33. Fourthly, I note and accept that your expression of remorse was genuine. This is evidenced and confirmed by the fact of your freely surrendering to the police on the passing away of the deceased, paying compensation and arranging for the deceased body to be sent to his home province.
34. Finally, I note that, you had some de factor provocation. The deceased had come to your parents' premises and tried to abduct your sister. Your family arranged for the matter to be resolved through mediation but the deceased refused to attend the mediation process, thereby frustrating a quicker and peaceful resolution of the problem he created. That caused you to do what you did.
The Decision
35. Carefully weighing the factors for and against you, I note the factors against you slightly outweigh those in your favour. I consider your case comes closer to the Joe Giamur case. There, as we noted, the Supreme Court increase a National Court sentence of 7 years to 14 years in a case of domestic killing. The only difference between your case and that case, is the fact that the appellant had acted under the influence of alcoholic substances and only kick and punched and caused the deceased spleen to rapture. In your case, you used a stone and a piece of iron which were dangerous objects or weapons. Comparatively therefore, your case is worse than that of in the Joe Giamur case.

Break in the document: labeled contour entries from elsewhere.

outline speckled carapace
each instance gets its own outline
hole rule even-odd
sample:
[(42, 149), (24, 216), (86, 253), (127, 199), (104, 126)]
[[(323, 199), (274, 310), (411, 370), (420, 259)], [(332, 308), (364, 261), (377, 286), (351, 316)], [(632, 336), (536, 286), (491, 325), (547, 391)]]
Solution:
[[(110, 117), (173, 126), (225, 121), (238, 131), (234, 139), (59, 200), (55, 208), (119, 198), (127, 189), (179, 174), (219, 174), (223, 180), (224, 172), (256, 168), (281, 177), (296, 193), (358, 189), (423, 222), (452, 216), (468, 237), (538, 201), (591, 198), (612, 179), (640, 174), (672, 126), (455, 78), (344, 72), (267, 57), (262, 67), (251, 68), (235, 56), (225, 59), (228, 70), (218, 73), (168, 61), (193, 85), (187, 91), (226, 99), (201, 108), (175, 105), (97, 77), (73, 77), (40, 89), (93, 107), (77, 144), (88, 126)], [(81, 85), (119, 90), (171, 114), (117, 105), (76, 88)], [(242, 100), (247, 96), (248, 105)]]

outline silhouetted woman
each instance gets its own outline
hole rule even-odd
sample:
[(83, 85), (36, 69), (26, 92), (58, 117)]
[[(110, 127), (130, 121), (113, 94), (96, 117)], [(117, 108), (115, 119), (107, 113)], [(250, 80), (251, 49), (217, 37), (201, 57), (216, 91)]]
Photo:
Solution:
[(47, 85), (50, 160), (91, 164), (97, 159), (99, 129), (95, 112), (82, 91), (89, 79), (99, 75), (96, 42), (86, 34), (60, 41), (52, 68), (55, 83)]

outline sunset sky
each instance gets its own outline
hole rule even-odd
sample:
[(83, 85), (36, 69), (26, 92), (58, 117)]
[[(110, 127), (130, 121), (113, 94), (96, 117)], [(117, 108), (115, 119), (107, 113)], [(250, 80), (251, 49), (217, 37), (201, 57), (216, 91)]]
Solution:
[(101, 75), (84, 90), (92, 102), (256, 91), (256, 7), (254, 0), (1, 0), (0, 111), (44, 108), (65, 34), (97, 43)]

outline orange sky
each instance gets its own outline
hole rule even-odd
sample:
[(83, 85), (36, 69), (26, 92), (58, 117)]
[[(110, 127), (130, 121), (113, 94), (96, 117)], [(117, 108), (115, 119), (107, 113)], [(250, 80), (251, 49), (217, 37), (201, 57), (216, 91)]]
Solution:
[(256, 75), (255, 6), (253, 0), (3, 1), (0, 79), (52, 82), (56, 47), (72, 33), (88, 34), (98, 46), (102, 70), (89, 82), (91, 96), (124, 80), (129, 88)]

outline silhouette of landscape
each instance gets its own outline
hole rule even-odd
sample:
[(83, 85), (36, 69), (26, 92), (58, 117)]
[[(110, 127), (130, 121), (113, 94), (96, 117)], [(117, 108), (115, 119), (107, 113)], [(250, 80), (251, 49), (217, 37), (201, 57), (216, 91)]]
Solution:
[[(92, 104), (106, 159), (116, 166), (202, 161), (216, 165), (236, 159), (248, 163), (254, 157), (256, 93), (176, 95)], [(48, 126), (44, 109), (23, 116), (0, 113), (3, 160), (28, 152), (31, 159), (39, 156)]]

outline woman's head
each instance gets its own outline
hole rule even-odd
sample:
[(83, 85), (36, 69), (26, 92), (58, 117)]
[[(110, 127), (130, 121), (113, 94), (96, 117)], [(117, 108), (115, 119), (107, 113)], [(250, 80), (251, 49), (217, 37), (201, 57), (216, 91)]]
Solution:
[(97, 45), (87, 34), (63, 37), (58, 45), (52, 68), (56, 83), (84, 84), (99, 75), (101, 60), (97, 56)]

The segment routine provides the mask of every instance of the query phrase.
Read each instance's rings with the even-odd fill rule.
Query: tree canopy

36. In the circumstances, you should receive a sentence that is higher than 14 years. However, given your age at the time of the offence,
the fact that you had de factor provocation, and that you have shown genuine remorse coupled with the payment of compensation, I
consider a sentence of 12 years appropriate. Accordingly, I impose a sentence of 12 years against you. Of that, the period of about
1 year you have already spent in custody is deducted. This leaves you with the balance of 11 years to serve in hard labour at the
Lakeamata Correction Services. A warrant of commitment in those terms shall issue forthwith.
_____________________________________________________________
The Public Prosecutor: Lawyers for the State
The Public Solicitor: Lawyers for the Accused
[1] See for example The State v. Lawrence Matau (2007) N ???
[2] SCRA 39 & 54 OF 2004, delivered on 30th August 2006 at Kokopo, per Sevua, Kandakasi & Manuhu.
[3] (01/04/04) SC739, per Sevua, Kandakasi &Lenalia JJ.
[4] (08/11/02) SC702, per Jalina, Injia & Sawong J.
[5] (2008) N3316.
[6] (2006) CR No. 448 of 2005.
[7] (2004) SC740.
[8] (2008) SCRA 39 of 2007, per Salika, Kandakasi & Yagi JJ.